The directive , which gained European parliament approval in February , establishes a legal framework defining falsified medical products and differentiates them from other illegal or substandard drugs.
The new rules require that prescription drugs have safety features that enable both the verification of individual drug packs throughout the supply chain and the identification of any that have been tampered with.
It also requires that all importers, manufacturers and distributors of active pharmaceutical ingredient (APIs) be registered as ‘brokers of medicinal products.’
Pharmaceutical firms must also verify that their API suppliers comply with good manufacturing and distribution practices (GMP/GDP) and that excipients used in drug products are suitable.

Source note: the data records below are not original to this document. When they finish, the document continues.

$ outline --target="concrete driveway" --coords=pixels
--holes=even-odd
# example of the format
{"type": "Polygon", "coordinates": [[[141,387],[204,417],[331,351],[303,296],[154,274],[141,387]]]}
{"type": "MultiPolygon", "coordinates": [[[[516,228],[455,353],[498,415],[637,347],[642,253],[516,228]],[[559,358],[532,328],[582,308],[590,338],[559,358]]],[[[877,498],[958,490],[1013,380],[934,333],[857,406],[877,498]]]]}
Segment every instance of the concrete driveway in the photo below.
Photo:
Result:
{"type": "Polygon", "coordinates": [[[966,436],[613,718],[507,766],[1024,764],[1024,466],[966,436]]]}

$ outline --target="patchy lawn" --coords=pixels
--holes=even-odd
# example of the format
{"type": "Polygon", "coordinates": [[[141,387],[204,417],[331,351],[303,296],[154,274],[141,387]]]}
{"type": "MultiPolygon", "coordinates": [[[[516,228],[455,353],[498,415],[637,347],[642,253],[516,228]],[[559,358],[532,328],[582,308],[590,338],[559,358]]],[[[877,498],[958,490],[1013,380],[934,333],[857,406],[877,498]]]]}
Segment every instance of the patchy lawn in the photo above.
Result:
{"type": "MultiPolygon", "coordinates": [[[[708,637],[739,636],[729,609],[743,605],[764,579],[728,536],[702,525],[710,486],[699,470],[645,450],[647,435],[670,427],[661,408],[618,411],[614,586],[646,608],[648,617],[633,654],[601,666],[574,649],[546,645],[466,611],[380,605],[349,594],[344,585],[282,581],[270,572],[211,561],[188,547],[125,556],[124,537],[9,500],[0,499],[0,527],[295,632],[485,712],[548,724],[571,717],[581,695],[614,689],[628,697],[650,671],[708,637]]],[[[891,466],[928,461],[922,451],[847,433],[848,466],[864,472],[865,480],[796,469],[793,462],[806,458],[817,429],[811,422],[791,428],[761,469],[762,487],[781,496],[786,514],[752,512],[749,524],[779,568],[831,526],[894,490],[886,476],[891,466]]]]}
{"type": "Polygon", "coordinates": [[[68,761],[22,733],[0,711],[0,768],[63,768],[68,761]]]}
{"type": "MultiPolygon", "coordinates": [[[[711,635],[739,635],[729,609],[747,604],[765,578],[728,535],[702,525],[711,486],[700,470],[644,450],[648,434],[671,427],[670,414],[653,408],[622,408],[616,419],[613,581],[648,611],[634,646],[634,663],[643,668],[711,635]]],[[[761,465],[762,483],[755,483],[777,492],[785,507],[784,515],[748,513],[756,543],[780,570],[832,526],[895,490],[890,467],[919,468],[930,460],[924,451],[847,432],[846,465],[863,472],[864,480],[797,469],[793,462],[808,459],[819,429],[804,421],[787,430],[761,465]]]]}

The directive also requires that member states impose penalties for firms the make manufacture of such products. Member countries must also have recall mechanisms in place to enable the speedy withdrawal of any fake drugs that are detected.
The document also tries to clamp down on internet pharmacies, which are a suspected entry point for large number of falsified medicines into the supply chain.
“Websites offering medicines must be linked to the website of the respective competent authority on which a list of all persons or bodies in that member state that are authorised to offer medicinal products for sale via internet must be available.
“Furthermore, such web-pages must, in order to facilitate identification, display a common logo. These new provisions are without prejudice to member states' right to regulate retail sales of medicinal products.”
The directive was adopted without debate at a session of Council of the EU’s Transport, Telecommunications and Energy Council in Brussels on Sunday with one minor revision .
Authorities in Belgium, Greece and Italy, which all have systems in place that allow the identification of drug packs at the point where they are dispensed, asked for more time to transition to new safety feature system described in the directive.